Supongamos, de buena fe, que quienes han respaldado la reforma energética —desde el gobierno y las cámaras— no sólo están convencidos de sus virtudes políticas sino que piensan, sinceramente, que la economía mexicana funcionará mejor cuando esta reforma se ponga en marcha. Supongamos que se han persuadido, a conciencia, de que la opción de abrir el mercado de hidrocarburos a la industria extractiva del mundo representa lo mejor para el futuro de México. Suponiendo que así fuera, todavía cabría preguntarles por qué han sido tan audaces en esa visión y tan tímidos en la regulación que rodea esa decisión.

Ningún modelo económico liberal funciona con éxito —y menos aún el que están imponiendo los tomadores de decisiones en México— sin una base mínima de confianza en las reglas del juego. Y ésta, a su vez, depende al menos de tres factores: la existencia misma de reglas para otorgar certidumbre, no sólo a quienes invertirán en dos días sino a toda la sociedad; la percepción social que se tenga sobre la honestidad de esas reglas; y la calidad de los árbitros o de las autoridades encargadas de hacerlas cumplir. Estas son las condiciones mínimas que encontró Elinor Ostrom —ganadora del Nobel de Economía en el 2009— buscando respuestas para contrarrestar la depredación que producen los actores económicos que compiten entre sí por el usufructo de una fuente común de recursos. Si las reglas están hechas para un solo grupo, si no producen confianza y/o si no hay arbitraje honesto sobre su cumplimiento, el modelo se cae y la economía no prospera.

Creer, así sea de muy buena fe, que el modelo que buscan podría operar sin inyectarle confianza a las decisiones tomadas es tan ingenuo como suponer que esa confianza se puede ganar a golpes de propaganda. Aunque se parezcan, las redes de la economía no funcionan como las campañas políticas, porque lo que está en juego no es un conjunto de puestos que apelan al “mercado electoral” de los ciudadanos, sino una serie de decisiones cotidianas —de todas las personas y todo el tiempo— basadas en el ingreso, el gasto, la inversión y el ahorro que se refuerzan recíprocamente. Para que una economía crezca y prospere en el largo plazo, no es suficiente que un puñado de millonarios ponga su dinero a trabajar en un territorio determinado. Sin confianza en las reglas y en quienes han de hacerlas valer, el pronóstico no es la prosperidad sino la depredación y el estancamiento. Y esto vale, también, para los inversionistas que traerán su dinero.

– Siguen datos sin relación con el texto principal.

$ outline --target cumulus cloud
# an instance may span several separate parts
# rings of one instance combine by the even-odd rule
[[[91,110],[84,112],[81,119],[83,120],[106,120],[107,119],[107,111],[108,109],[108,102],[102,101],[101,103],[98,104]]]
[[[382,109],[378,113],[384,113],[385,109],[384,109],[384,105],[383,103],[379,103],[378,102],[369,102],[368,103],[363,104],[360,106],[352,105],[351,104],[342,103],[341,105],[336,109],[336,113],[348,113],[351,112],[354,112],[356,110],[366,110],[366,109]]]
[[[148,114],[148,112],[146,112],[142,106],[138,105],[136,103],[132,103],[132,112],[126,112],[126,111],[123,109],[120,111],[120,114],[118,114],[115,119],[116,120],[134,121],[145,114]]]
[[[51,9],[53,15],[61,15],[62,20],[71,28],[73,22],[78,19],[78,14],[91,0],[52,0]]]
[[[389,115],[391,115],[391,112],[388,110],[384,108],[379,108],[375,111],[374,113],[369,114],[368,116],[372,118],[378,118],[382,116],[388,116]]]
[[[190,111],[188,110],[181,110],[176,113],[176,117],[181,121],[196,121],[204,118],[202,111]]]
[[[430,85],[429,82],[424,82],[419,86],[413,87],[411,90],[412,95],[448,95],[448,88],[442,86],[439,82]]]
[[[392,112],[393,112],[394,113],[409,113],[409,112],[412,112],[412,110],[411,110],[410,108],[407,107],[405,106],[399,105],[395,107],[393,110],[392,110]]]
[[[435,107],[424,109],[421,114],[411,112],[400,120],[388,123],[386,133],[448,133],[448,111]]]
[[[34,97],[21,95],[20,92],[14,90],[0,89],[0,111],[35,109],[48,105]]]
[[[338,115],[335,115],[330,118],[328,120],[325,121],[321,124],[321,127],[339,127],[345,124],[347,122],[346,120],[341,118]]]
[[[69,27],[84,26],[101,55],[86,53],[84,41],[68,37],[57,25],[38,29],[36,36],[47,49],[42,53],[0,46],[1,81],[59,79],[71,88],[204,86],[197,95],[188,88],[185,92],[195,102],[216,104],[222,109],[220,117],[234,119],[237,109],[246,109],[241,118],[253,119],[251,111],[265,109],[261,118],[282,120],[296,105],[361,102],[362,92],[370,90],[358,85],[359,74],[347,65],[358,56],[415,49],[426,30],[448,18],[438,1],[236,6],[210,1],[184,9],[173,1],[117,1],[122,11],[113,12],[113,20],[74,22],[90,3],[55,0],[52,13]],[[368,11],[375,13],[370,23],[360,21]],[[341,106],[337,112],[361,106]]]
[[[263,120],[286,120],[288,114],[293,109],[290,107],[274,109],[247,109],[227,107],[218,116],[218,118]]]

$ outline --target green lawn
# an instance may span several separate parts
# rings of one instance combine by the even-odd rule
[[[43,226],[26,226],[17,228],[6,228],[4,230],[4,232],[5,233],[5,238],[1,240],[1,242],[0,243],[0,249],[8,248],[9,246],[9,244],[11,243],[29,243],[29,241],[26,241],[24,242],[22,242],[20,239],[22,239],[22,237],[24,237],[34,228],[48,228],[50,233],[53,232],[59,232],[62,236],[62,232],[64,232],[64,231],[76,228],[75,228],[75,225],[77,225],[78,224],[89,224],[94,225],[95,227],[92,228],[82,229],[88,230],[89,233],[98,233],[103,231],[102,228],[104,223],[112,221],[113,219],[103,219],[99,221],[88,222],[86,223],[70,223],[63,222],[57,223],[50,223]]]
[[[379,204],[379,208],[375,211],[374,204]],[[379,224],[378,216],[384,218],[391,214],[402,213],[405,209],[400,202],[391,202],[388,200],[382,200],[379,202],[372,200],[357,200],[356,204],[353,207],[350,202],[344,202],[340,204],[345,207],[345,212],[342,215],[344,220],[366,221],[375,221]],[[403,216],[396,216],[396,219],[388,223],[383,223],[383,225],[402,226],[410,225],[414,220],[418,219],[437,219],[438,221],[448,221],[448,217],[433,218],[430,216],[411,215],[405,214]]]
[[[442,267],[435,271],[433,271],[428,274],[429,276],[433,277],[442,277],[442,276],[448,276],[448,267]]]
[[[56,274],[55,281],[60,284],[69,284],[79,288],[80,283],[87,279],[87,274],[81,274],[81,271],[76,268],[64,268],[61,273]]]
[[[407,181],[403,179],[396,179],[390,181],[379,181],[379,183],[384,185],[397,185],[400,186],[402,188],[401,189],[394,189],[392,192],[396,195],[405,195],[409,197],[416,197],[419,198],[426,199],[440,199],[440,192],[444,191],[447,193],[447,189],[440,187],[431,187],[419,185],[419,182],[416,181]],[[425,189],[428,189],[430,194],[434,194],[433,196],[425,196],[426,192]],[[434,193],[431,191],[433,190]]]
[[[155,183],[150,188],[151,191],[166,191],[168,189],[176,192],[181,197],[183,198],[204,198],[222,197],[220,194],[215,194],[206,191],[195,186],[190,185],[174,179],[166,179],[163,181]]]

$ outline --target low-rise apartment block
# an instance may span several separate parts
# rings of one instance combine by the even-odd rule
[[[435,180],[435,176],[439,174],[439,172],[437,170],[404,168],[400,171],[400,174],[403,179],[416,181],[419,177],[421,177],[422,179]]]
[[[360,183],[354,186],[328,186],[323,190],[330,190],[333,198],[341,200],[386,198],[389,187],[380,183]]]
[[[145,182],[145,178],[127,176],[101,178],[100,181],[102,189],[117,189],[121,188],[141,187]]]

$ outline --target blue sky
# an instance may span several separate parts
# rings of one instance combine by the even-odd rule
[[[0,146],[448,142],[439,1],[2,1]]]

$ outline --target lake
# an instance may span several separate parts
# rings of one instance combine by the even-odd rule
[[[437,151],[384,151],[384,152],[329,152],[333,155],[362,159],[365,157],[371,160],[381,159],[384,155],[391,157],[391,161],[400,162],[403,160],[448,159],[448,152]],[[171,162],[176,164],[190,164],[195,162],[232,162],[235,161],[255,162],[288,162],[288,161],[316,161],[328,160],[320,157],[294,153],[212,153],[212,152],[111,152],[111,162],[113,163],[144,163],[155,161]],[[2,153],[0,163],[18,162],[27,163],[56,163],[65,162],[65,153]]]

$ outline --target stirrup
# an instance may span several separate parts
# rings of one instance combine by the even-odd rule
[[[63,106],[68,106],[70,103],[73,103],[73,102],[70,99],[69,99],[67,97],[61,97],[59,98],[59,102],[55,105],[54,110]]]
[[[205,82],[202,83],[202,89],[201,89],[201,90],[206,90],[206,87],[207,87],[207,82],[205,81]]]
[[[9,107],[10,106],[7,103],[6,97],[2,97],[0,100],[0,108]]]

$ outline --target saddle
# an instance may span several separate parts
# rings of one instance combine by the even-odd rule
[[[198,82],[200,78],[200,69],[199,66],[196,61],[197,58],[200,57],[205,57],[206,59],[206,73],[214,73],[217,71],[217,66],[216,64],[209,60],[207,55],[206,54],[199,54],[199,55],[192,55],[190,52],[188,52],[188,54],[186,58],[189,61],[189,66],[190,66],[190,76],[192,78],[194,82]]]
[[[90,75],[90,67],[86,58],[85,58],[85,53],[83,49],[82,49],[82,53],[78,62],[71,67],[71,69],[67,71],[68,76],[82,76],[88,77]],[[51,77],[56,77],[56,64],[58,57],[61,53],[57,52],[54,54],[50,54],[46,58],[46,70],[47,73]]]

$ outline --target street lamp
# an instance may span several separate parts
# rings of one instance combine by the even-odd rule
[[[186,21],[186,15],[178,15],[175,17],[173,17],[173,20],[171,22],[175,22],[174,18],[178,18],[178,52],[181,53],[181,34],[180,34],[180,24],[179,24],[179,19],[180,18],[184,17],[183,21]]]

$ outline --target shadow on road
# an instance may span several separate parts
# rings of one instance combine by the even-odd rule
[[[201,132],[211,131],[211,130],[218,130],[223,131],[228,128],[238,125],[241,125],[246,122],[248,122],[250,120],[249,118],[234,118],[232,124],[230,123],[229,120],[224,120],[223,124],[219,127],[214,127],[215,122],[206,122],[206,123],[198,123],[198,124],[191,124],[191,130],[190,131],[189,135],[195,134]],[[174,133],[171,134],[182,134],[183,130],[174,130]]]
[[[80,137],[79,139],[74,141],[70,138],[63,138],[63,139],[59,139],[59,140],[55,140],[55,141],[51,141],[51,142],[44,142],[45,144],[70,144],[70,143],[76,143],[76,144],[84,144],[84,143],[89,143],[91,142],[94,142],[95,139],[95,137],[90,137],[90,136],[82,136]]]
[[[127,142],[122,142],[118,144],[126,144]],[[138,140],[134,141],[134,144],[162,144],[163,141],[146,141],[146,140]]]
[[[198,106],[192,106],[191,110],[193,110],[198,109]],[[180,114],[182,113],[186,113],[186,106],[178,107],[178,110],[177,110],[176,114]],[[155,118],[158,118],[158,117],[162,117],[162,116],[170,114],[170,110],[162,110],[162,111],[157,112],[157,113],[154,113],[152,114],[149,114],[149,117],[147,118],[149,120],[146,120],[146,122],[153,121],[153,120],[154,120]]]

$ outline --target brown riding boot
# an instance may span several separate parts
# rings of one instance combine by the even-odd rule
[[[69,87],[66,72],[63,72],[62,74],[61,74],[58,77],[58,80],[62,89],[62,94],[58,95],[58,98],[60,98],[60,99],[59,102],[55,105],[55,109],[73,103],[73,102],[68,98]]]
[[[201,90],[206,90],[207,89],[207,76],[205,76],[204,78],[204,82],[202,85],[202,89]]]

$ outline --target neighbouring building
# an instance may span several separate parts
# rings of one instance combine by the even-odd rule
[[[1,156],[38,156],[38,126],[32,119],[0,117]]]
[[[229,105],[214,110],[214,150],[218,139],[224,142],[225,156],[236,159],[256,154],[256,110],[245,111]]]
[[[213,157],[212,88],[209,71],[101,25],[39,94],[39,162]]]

“A lo largo de la historia —cito ahora a Joseph Stiglitz (The Price of Inequality) quien ganó el Nobel de Economía en 2001—, las economías que han florecido son aquellas donde hay palabra de honor (…). Sin confianza, cada participante en un trato mira a su alrededor tratando de descubrir cómo y cuándo será traicionado”. Sigue Stiglitz: “La ruptura de los lazos sociales y de la confianza traerán, inevitablemente, graves consecuencias sociales. La confianza y la buena voluntad recíproca son necesarias no sólo para el funcionamiento de los mercados sino para todos los otros aspectos de la cooperación social”. Y sin estas condiciones, añado en paráfrasis, es inútil apelar al éxito de las inversiones privadas como palanca del bienestar social, por cuantiosas que sean.

Con todo respeto, los promotores originales de la reforma energética quizás saben hacer cálculos financieros, pero saben muy poco de economía. La quiebra del pacto social que están produciendo —sin reglas suficientes para otorgar certidumbre y confianza al conjunto de los actores económicos y sociales del país y no sólo a la industria extractiva que hará su agosto— traerá consecuencias de muy largo aliento. La destrucción de la confianza social no es un costo de transacción más, sino la base inexcusable para el crecimiento de largo plazo. En mala hora está viviendo el país.